1: WB III.186.5-187.7 (neutrale Relativform) 2: WB I.85 Synkretismus aus Amun und Re zum Königsgott Amun-RE 3: WB II.322 seit dem MR Beiwort des Amun(-Re) 4: WB II.358 "einzigartiger/einziger Gott" 5: WB II.20 Die Götter Leben von der Ma'at... 6: Subjunktiv (er möge geben) 7: WB II.379 Der süße Nordwind, den man zum Leben braucht 8: neutraler Partizip 9: WB III.157 Ich geh davon aus, dass man es so lesen muss:
... Also dass sich Merire Amuns Gunst vom Königshaus (WB I.513) erhofft. Könnte mich auch irren, aber das ist für mich im Moment das Nachvollziebarste. 10: WB I.514 (mit anderer Glyphe für wr)
nTr wa wird in der Literatur mit "einziger Gott" übersetzt, wie Du ja schon vermutet hast. (Wb II, 358.7; LGG IV, 418-420).
Dazu ein Zitat von Erik Hornung, Der Eine und die Vielen, 6. Auflage, 2005, S. 197: Zitat:
Der scheinbare logische Widerspruch zwischen dem Beinamen "Einziger" und den vielen Gottheiten, die ihn tragen, ist leicht zu lösen. Durch erweiterte und präzisierte Fassungen des Beinamens macht uns der Ägypter deutlich, was gemeint ist: die Einzigartigkeit, die dem Göttlichen zukommt.
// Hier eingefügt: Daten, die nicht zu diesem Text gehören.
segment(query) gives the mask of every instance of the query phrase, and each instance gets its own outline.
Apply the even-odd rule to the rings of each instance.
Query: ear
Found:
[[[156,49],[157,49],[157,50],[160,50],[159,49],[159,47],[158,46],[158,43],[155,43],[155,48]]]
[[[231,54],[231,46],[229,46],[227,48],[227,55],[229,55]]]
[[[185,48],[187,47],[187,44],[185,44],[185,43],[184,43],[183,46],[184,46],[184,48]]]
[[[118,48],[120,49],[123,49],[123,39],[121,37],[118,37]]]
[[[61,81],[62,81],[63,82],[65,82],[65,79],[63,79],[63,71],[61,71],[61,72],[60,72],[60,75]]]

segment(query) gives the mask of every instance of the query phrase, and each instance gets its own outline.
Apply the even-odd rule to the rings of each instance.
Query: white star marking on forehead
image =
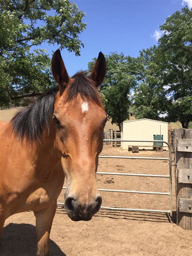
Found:
[[[84,113],[85,111],[88,111],[88,104],[87,102],[83,102],[81,105],[82,113]]]

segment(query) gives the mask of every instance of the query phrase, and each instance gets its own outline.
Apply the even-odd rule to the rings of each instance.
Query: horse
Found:
[[[41,256],[49,255],[65,177],[65,209],[72,220],[90,220],[100,208],[96,173],[107,122],[98,91],[106,69],[101,52],[89,77],[81,72],[70,78],[59,49],[51,69],[58,86],[2,123],[0,134],[0,234],[10,216],[33,211]]]

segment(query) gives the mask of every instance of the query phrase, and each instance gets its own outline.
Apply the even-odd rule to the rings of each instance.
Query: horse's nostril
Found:
[[[66,211],[74,211],[75,200],[73,197],[67,198],[65,202],[65,208]]]
[[[93,215],[97,213],[100,209],[100,207],[102,203],[102,198],[100,196],[98,196],[95,199],[95,203],[93,204],[93,206],[94,207],[92,211],[92,214]]]

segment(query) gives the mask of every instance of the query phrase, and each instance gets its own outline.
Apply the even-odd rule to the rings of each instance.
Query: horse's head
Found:
[[[89,220],[102,202],[96,172],[107,114],[98,88],[105,75],[105,59],[100,53],[89,77],[82,72],[70,79],[59,50],[53,54],[51,66],[60,88],[53,119],[67,179],[65,208],[73,220]]]

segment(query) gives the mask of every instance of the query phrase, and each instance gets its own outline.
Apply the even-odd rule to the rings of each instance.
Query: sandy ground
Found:
[[[8,121],[18,109],[0,111],[0,120]],[[102,155],[130,156],[133,153],[105,145]],[[140,151],[134,156],[166,157],[167,152]],[[174,171],[174,166],[173,166]],[[168,174],[165,160],[101,159],[98,171]],[[174,171],[173,172],[174,172]],[[166,192],[167,178],[98,175],[103,188]],[[89,222],[71,220],[58,207],[50,236],[50,255],[75,256],[124,255],[191,255],[192,232],[175,224],[174,178],[173,217],[165,213],[100,210]],[[105,206],[169,209],[169,197],[138,194],[101,192]],[[58,201],[63,202],[64,191]],[[36,255],[35,220],[27,212],[10,217],[5,223],[0,256]]]
[[[132,152],[105,145],[102,155],[130,156]],[[134,156],[136,155],[135,154]],[[140,151],[137,156],[166,157],[167,152]],[[173,168],[174,166],[173,166]],[[169,174],[166,160],[100,158],[98,171]],[[97,175],[100,188],[169,192],[167,178]],[[50,255],[191,255],[192,233],[175,224],[173,214],[100,210],[89,222],[74,222],[58,207],[50,236]],[[58,201],[64,201],[64,191]],[[115,207],[169,209],[169,196],[137,194],[101,192],[102,205]],[[35,255],[35,221],[28,212],[10,217],[1,238],[0,256]]]

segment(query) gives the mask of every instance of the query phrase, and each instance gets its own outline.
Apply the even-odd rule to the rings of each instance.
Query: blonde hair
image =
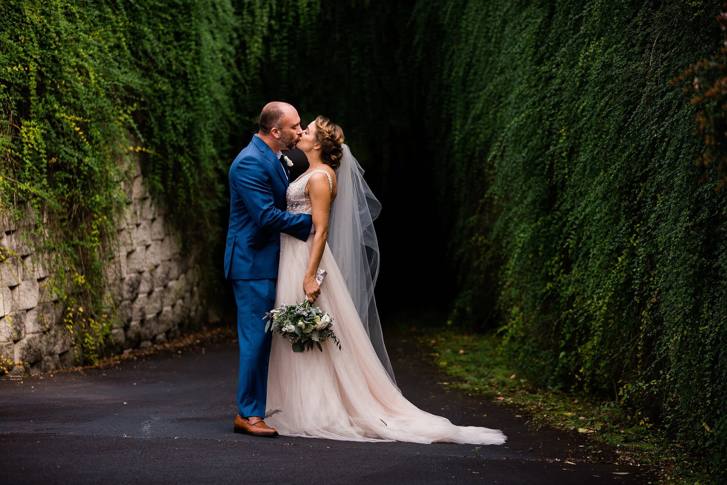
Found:
[[[341,164],[345,141],[343,130],[325,116],[316,119],[316,141],[321,145],[321,159],[335,170]]]

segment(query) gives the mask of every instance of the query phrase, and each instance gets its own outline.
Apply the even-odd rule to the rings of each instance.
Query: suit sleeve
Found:
[[[246,156],[233,166],[233,180],[240,198],[253,220],[261,228],[305,241],[310,233],[313,219],[308,214],[291,214],[275,207],[273,190],[262,163],[267,162]]]

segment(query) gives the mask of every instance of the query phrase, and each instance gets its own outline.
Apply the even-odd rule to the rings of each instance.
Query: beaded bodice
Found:
[[[309,174],[301,175],[288,185],[288,191],[286,193],[288,212],[291,214],[310,214],[312,212],[310,198],[305,195],[305,187],[308,185],[310,177],[316,172],[322,172],[326,174],[331,192],[333,192],[333,180],[331,180],[331,175],[326,170],[313,170]]]

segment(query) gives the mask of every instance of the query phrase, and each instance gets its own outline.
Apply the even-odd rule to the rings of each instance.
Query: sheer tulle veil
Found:
[[[374,220],[379,217],[381,204],[364,180],[364,169],[348,145],[341,146],[343,157],[336,169],[338,193],[331,206],[328,244],[379,360],[396,385],[374,297],[379,276],[379,244]]]

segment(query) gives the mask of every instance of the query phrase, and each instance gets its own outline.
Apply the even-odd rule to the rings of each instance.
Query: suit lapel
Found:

Jeder ägyptische Gott ist "einzig in seiner Art" und hat neben sich keinen, der ihm gleicht.
Als ein Beleg wird eine Stelle aus dem Amun-Re-Hymnus (pKairo CG 58038) zitiert:
jnD Hr=k Jmn-Ra nb ns.t tA.wj "Sei gegrüßt, Amun-Re, Herr des Thrones Beider Länder (...)"
wa Hr xw=f m-m nTr.w "einzig in seiner Art unter den Göttern"
wa Hr xw=f "einzig in seiner Art" (Wb III, 216.7) m-m "unter" (Wb II, 2.9) - zur Schreibung mit mj: DZA 23.609.720
(Die hieroglyphische Schreibung stammt aus: Maria Michaela Luiselli, Der Amun-Re Hymnus des P. Boulaq 17 (P.Kairo CG 58038), 2004, S. 44 (Vers 14))
Dieser Papyrus wird jetzt in die Zeit von Amenophis II. datiert.
Den Beginn der Zeile 2 übersetze ich so:
dj=f TAw nDm pr Sr.t=f "er möge geben: den süßen Hauch, der aus seiner Nase kommt"
Sr.t "Nase als Sitz des Atems, des Lebens, besonders ... Luft, süße Luft an die Nase, für die Nase, in der Nase u.ä." (Wb IV, 523.12) - siehe auch die entsprechenden Belege ab DZA 30.194.000 dazu.